In another possible implementation manner of the embodiment of the present application, when the spatio-temporal region feature matching module selects an area descriptor with a preset condition from an area matching result corresponding to any area, and the area descriptor is used as an area descriptor corresponding to any area, the spatio-temporal region feature matching module is specifically configured to:

determining an average value of distances meeting preset conditions;

In another possible implementation manner of the embodiment of the present application, when the space-time region feature matching module determines, based on an average value of distances satisfying a first preset condition, a region descriptor corresponding to any one region, the space-time region feature matching module is specifically configured to:

；

wherein x is a group S_iRegion of (5), P_xFor the matching item set corresponding to the region x in the frame matching set where the region x is located, D_xFor the purpose of collecting P from the matching items_xAll of D extracted_ijIn the collection of the images, the image data is collected,

In another possible implementation manner of the embodiment of the present application, when performing region feature matching on a region descriptor corresponding to a current video sequence and any video sequence, the spatio-temporal region feature matching module is specifically configured to: and respectively carrying out region feature matching on the region descriptor corresponding to each frame of image in the current video sequence and each frame of image in any video sequence.

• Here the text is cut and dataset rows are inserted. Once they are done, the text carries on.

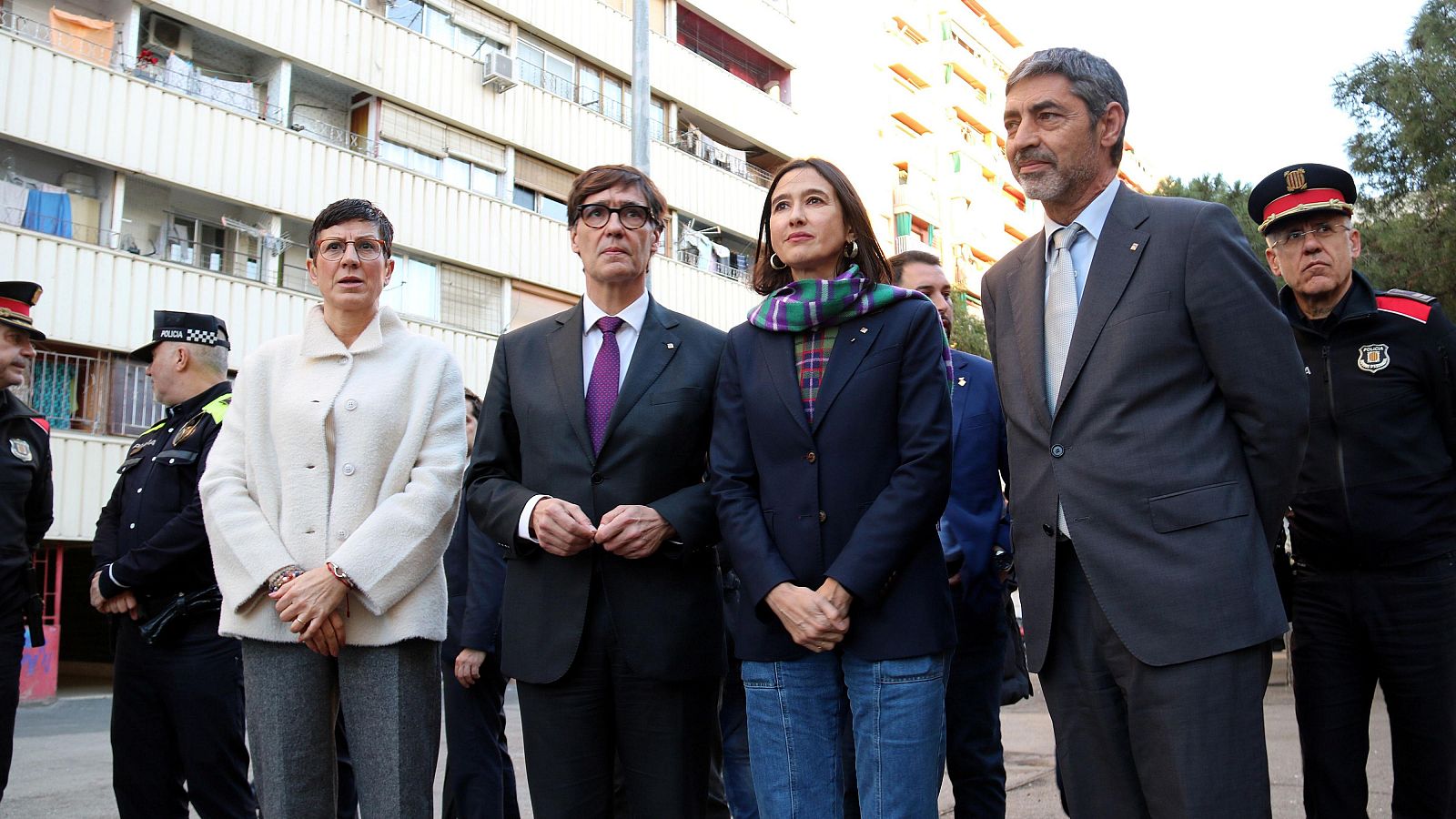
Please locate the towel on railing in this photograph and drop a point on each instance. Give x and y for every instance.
(84, 36)
(12, 203)
(48, 213)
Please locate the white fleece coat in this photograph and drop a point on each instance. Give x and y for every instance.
(382, 509)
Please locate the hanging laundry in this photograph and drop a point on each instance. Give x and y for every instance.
(84, 36)
(48, 213)
(12, 203)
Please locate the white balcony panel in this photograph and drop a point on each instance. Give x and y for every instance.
(408, 67)
(85, 472)
(106, 298)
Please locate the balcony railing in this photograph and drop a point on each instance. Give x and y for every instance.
(99, 392)
(171, 73)
(334, 135)
(703, 146)
(691, 258)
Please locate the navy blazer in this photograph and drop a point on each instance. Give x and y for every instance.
(475, 577)
(855, 499)
(975, 521)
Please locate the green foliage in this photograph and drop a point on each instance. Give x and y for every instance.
(1213, 188)
(967, 329)
(1404, 104)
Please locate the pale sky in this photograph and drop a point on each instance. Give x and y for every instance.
(1241, 86)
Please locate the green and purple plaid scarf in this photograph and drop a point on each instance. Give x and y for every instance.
(814, 303)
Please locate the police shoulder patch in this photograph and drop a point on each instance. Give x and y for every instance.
(1373, 358)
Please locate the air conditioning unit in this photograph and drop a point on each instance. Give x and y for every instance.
(167, 35)
(500, 72)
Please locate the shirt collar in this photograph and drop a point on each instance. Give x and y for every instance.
(1091, 219)
(633, 314)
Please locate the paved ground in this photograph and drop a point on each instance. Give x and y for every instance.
(63, 760)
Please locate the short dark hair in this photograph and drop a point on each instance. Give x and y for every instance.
(1092, 79)
(871, 259)
(606, 177)
(351, 210)
(899, 261)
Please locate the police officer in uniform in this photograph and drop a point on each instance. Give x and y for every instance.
(1373, 521)
(178, 707)
(25, 501)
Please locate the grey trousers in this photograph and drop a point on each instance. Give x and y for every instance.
(1150, 742)
(390, 703)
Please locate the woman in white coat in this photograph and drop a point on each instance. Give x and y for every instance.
(329, 499)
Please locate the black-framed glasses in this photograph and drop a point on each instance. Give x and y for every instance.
(599, 215)
(366, 249)
(1321, 232)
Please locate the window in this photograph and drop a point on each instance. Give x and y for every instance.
(414, 288)
(472, 177)
(546, 69)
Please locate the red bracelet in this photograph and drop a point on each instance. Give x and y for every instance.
(339, 573)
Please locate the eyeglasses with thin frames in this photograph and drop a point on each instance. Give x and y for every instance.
(632, 216)
(366, 249)
(1321, 232)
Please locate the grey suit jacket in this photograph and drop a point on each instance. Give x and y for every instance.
(666, 608)
(1178, 435)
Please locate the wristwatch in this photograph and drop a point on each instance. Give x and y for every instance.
(341, 574)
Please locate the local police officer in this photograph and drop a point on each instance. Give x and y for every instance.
(178, 705)
(1375, 516)
(25, 501)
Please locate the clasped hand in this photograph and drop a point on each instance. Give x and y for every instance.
(815, 620)
(628, 531)
(310, 603)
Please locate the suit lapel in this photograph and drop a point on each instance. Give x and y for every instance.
(1028, 315)
(564, 347)
(958, 398)
(854, 341)
(1118, 249)
(776, 353)
(657, 343)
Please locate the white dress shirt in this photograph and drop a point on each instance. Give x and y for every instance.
(632, 318)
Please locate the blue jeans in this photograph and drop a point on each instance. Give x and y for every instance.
(797, 710)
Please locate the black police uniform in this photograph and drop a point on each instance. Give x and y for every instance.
(178, 705)
(1373, 532)
(25, 515)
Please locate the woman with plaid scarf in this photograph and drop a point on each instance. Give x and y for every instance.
(830, 462)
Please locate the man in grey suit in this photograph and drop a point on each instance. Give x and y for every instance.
(589, 468)
(1155, 420)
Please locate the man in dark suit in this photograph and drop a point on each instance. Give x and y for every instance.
(1157, 419)
(976, 540)
(480, 775)
(589, 470)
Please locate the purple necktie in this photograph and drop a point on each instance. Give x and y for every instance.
(606, 373)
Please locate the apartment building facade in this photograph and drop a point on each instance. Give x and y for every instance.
(172, 153)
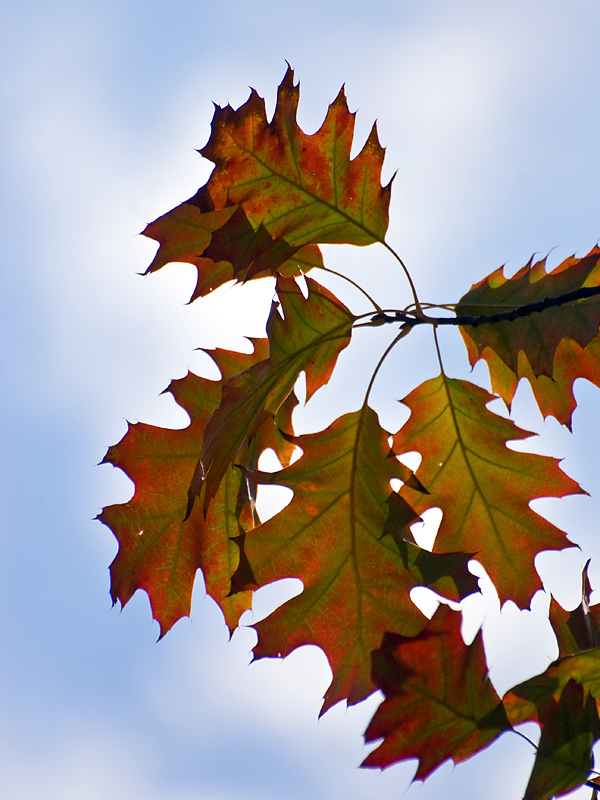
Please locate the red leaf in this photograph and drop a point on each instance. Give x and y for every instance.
(315, 330)
(159, 552)
(304, 189)
(439, 702)
(334, 537)
(483, 488)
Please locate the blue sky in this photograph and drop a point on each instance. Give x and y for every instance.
(490, 114)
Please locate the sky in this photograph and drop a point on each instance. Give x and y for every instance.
(490, 116)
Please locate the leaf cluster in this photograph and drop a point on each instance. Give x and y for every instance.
(275, 195)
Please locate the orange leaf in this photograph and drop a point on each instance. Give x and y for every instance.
(159, 552)
(483, 488)
(334, 537)
(303, 189)
(313, 332)
(439, 702)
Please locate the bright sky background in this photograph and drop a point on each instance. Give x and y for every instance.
(490, 114)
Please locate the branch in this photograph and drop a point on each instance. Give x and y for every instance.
(504, 316)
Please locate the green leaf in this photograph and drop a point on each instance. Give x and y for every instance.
(336, 536)
(159, 551)
(483, 488)
(439, 702)
(313, 332)
(302, 189)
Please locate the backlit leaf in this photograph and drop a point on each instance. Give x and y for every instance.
(303, 189)
(223, 246)
(159, 552)
(336, 535)
(439, 702)
(563, 701)
(313, 332)
(483, 488)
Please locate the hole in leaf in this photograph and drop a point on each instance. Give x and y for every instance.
(426, 531)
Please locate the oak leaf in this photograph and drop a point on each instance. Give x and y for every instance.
(309, 338)
(483, 488)
(564, 702)
(159, 552)
(550, 348)
(345, 535)
(439, 702)
(303, 189)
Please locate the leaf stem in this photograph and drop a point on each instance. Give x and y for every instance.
(407, 273)
(404, 332)
(356, 285)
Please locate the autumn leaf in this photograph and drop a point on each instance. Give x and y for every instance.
(530, 346)
(579, 629)
(309, 337)
(303, 189)
(564, 702)
(275, 194)
(439, 702)
(158, 551)
(554, 395)
(336, 535)
(483, 488)
(223, 246)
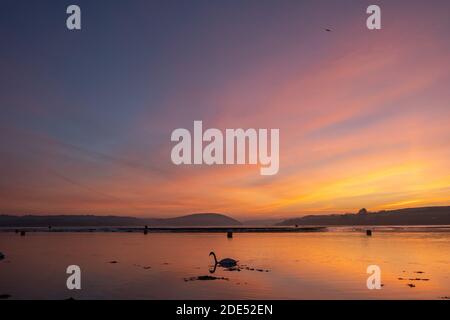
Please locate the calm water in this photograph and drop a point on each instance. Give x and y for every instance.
(326, 265)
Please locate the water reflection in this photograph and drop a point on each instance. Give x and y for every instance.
(328, 265)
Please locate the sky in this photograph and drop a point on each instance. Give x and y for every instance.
(86, 116)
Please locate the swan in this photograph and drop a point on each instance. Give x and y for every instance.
(225, 263)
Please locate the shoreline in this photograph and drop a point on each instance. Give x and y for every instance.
(166, 229)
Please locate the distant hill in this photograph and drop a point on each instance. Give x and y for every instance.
(201, 219)
(410, 216)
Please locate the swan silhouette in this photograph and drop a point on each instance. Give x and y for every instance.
(225, 263)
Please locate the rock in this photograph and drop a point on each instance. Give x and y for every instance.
(204, 278)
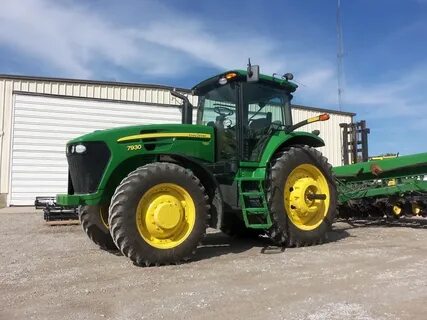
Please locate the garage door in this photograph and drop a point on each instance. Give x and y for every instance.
(42, 126)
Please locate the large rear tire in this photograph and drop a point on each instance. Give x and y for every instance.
(298, 219)
(158, 214)
(94, 220)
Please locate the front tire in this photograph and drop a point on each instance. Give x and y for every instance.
(158, 214)
(94, 221)
(297, 175)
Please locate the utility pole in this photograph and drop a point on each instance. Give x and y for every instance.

In another possible implementation manner of the embodiment of the present application, when performing region feature matching on the region descriptor corresponding to each frame of image and the region descriptor corresponding to any frame of image, the spatio-temporal region feature matching module is specifically configured to: determining a distance vector corresponding to each frame of image based on a region descriptor corresponding to each region in each frame of image and a region descriptor corresponding to each region in any frame of image, wherein the distance vector corresponding to each frame of image comprises a plurality of elements, and any element is the distance between the region descriptor corresponding to any region in each frame of image and the region descriptor corresponding to any region in any frame of image.

In another possible implementation manner of the embodiment of the present application, the second retrieval module, when performing region matching on the video sequences of the first preset number based on the spatio-temporal feature descriptors corresponding to the current video sequences to obtain video sequences of the second preset number, is specifically configured to: determining a spatial consistency score corresponding to the current video sequence and each video sequence respectively based on the region matching result corresponding to the current video sequence and each video sequence respectively, wherein each video sequence belongs to a first preset number of video sequences; reordering the video sequences with the first preset number based on the spatial consistency scores respectively corresponding to the current video sequence and each video sequence; and extracting a second preset number of video sequences from the sorted first preset number of video sequences.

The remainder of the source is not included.